If I'm missing something here please tell me, because as it stands I don't see how RAC gives any idea of throughput/effectiveness of any rig on a daily basis.

RAC is a fairly long term moving average of the daily production of a machine. It is not affected by how long your wingmate takes to crunch the companion task but it is affected (in a fairly minor way) if your number of pending tasks is fluctuating. If your wingmates aren't returning and your pendings are rising sharply, your RAC will be showing a rather more modest fall. If there is a burst of action from your wingmates and the pendings reduce sharply, your RAC will show a modest rise. Over time, your level of pendings will fluctuate about some particular average and so will your RAC.

RAC is not useful if a host is not crunching 24/7 or if a host supports multiple projects where work is variable or comes in bursts. For single projects running 24/7, it can be very useful, particularly if the host is just crunching 'on auto' with no frequent use for other purposes.

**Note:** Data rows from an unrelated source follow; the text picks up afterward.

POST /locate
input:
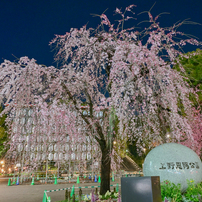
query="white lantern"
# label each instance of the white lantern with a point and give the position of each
(88, 156)
(62, 147)
(55, 147)
(83, 156)
(50, 148)
(43, 157)
(32, 156)
(27, 148)
(73, 147)
(84, 147)
(43, 147)
(50, 156)
(38, 157)
(23, 121)
(32, 148)
(66, 147)
(60, 156)
(78, 156)
(20, 147)
(38, 148)
(55, 157)
(87, 138)
(73, 156)
(66, 157)
(38, 138)
(78, 147)
(89, 147)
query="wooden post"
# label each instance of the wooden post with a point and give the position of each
(73, 199)
(80, 194)
(66, 194)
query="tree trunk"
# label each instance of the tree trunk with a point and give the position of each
(105, 171)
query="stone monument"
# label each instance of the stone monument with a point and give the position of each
(173, 162)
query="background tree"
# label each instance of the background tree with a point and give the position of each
(114, 73)
(3, 135)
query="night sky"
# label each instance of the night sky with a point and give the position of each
(27, 26)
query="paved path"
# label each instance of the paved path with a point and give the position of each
(34, 193)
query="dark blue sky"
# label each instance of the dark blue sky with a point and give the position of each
(27, 26)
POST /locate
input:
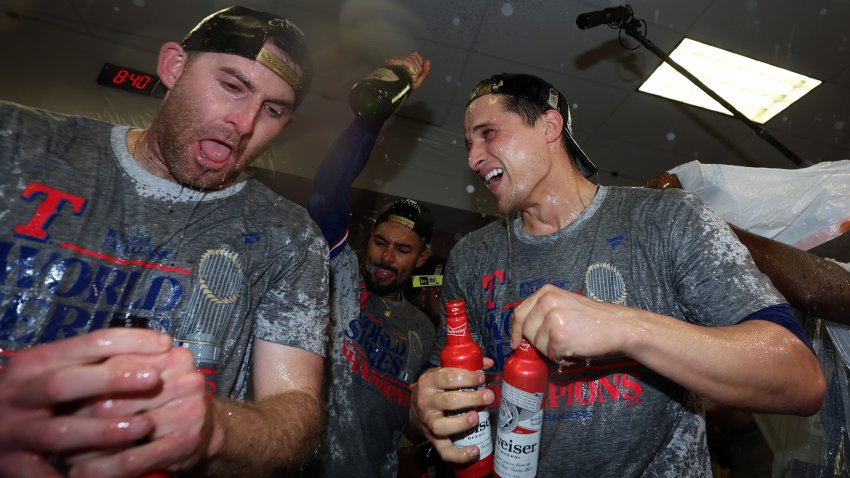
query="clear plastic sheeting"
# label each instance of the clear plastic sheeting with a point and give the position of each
(803, 208)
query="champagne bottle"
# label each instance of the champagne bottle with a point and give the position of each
(462, 352)
(520, 416)
(375, 97)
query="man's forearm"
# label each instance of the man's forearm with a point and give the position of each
(265, 437)
(809, 283)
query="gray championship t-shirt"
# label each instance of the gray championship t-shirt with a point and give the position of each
(654, 250)
(378, 348)
(88, 238)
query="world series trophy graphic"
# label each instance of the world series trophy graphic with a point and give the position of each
(211, 303)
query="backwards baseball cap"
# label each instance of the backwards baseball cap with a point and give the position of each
(543, 94)
(411, 215)
(243, 31)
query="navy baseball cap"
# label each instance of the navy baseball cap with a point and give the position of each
(541, 93)
(410, 214)
(244, 31)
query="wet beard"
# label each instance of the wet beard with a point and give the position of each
(379, 289)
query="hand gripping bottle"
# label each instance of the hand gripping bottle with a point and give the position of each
(520, 415)
(380, 93)
(462, 352)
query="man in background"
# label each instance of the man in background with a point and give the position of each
(379, 340)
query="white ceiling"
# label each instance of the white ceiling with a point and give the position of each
(52, 50)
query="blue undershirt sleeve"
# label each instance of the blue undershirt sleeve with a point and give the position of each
(781, 314)
(328, 200)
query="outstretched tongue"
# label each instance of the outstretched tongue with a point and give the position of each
(215, 151)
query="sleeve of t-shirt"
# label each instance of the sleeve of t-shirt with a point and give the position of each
(716, 280)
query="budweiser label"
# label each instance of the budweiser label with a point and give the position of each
(518, 437)
(458, 331)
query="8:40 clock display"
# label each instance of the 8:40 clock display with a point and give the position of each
(131, 80)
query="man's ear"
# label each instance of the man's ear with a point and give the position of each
(554, 123)
(172, 61)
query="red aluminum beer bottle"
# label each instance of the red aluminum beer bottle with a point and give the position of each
(520, 417)
(462, 352)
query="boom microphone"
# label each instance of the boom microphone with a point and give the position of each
(613, 15)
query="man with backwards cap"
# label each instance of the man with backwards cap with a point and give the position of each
(642, 300)
(378, 340)
(158, 228)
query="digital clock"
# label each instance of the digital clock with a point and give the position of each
(131, 80)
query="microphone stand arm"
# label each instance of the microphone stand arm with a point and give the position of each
(632, 28)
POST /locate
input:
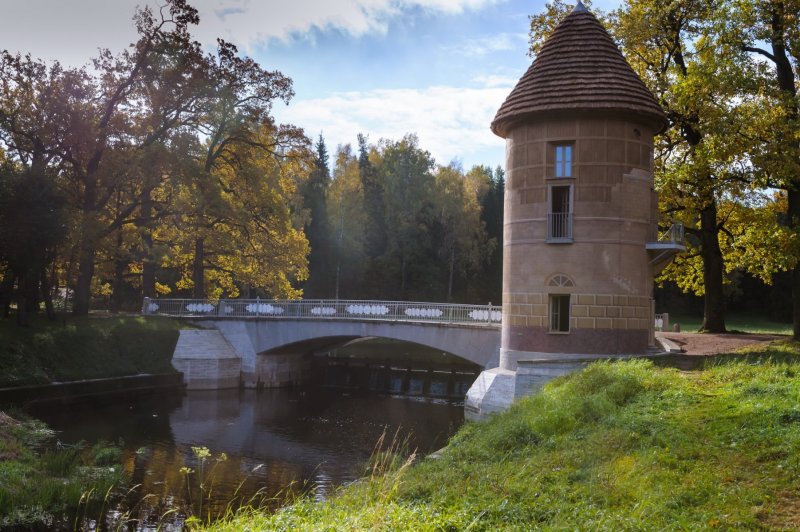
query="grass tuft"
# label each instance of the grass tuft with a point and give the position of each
(85, 348)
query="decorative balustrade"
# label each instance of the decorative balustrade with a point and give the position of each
(673, 235)
(559, 227)
(325, 309)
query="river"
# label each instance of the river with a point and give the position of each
(269, 444)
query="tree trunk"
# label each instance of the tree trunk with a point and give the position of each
(47, 295)
(785, 77)
(450, 276)
(22, 301)
(119, 276)
(198, 275)
(713, 271)
(83, 289)
(148, 261)
(6, 289)
(31, 293)
(793, 197)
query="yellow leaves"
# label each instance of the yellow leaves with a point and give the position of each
(162, 289)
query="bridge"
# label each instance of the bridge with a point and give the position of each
(255, 342)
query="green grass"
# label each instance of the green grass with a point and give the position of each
(85, 348)
(618, 446)
(43, 487)
(749, 323)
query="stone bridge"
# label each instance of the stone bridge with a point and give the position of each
(262, 343)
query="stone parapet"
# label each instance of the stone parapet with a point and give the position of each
(207, 360)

On my hosts, I am able to automatically record RAC every 8 hours. All hosts add a line to a common log file which fills a screen horizontally. When the screen is full (horizontally) the log is archived and a new one started. This is all automatic. Here is a single line from the 'current' log file. Data values are separated by commas:-

32,35000,36580,36190,36408,36446,36025,37693,37544,36530,35796,35681,35622,35781 The first item is the last octet of the IP address of the machine. The second item is a fixed value that represents the long term RAC that this machine should have - in this case 35K. Subsequent values are added every 8 hours. You will notice that those numbers are gently fluctuating up and down. If I have my fixed value set correctly, there should be as many below the fixed value as there are above it. The numbers here suggest I might have my fixed value set about 1K or so too low. This host is performing quite normally.

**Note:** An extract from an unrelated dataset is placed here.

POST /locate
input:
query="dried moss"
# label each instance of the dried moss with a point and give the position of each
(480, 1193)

The next example is for a host that had a very recent problem. Can you spot it? :-

61,90000,91321,91453,91620,91793,91157,88869,85111,82243,81980,81845,82069,82784 I hasten to add that I don't spend any time poring over log files in order to spot problems. The same code that records the entries in the log file, analyses the values and reports what it thinks might be a problem. In this case it flagged 85111 as a possible problem because it was more than 5% below the set value.

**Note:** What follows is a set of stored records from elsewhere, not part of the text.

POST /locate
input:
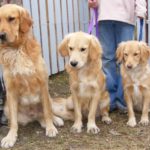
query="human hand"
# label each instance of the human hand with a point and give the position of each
(93, 3)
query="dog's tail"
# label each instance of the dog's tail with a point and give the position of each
(63, 108)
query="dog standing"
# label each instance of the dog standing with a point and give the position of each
(87, 80)
(135, 72)
(25, 74)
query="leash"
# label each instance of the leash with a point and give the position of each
(141, 30)
(93, 21)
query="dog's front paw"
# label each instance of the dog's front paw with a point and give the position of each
(58, 121)
(131, 122)
(51, 132)
(92, 128)
(106, 120)
(76, 128)
(8, 141)
(144, 121)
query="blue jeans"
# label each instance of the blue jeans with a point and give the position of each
(111, 33)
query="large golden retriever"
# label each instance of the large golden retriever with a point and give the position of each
(87, 80)
(25, 74)
(135, 72)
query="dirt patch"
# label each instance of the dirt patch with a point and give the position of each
(116, 136)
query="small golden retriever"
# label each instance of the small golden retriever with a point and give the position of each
(135, 71)
(87, 80)
(25, 74)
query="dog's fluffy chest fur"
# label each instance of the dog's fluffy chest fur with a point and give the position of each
(17, 61)
(21, 71)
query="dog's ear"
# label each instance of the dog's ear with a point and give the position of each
(63, 47)
(95, 49)
(119, 52)
(145, 51)
(25, 21)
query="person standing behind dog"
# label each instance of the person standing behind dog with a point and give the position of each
(116, 23)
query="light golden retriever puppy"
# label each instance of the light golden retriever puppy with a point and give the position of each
(87, 80)
(25, 74)
(135, 72)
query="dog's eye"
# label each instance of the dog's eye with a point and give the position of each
(70, 48)
(135, 54)
(126, 54)
(82, 49)
(10, 19)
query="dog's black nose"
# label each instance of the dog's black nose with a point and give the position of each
(2, 36)
(129, 66)
(74, 63)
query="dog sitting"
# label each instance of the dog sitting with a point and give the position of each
(25, 75)
(87, 80)
(135, 71)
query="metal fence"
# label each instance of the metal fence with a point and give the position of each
(53, 19)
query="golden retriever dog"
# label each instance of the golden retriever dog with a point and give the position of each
(87, 80)
(135, 71)
(25, 75)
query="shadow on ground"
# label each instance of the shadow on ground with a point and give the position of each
(116, 136)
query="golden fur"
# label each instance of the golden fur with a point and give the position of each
(25, 75)
(135, 72)
(87, 80)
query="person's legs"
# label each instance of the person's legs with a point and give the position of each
(123, 32)
(107, 39)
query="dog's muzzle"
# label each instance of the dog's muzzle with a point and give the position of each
(3, 36)
(74, 63)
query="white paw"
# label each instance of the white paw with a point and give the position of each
(144, 121)
(92, 128)
(76, 128)
(106, 120)
(131, 122)
(51, 132)
(58, 121)
(8, 141)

When I checked the host, it was still running fine so it wasn't being reported as 'crashed' probably the most common problem and quickly diagnosed if the control script can't establish a connection to the host. Not only was the host running but so was BOINC, so there was no easy way to know that this host had a problem. The science apps were also running but there was a problem. The 4 concurrent GPU tasks were all accumulating time but were not making any progress. They were showing something like 17 hours elapsed time and increasing (normally 5 hours for completing) and % progress was stuck. The machine had an uptime of about 62 days. A quick reboot and all was back to normal. You can see in the line above that the RAC is slowly recovering.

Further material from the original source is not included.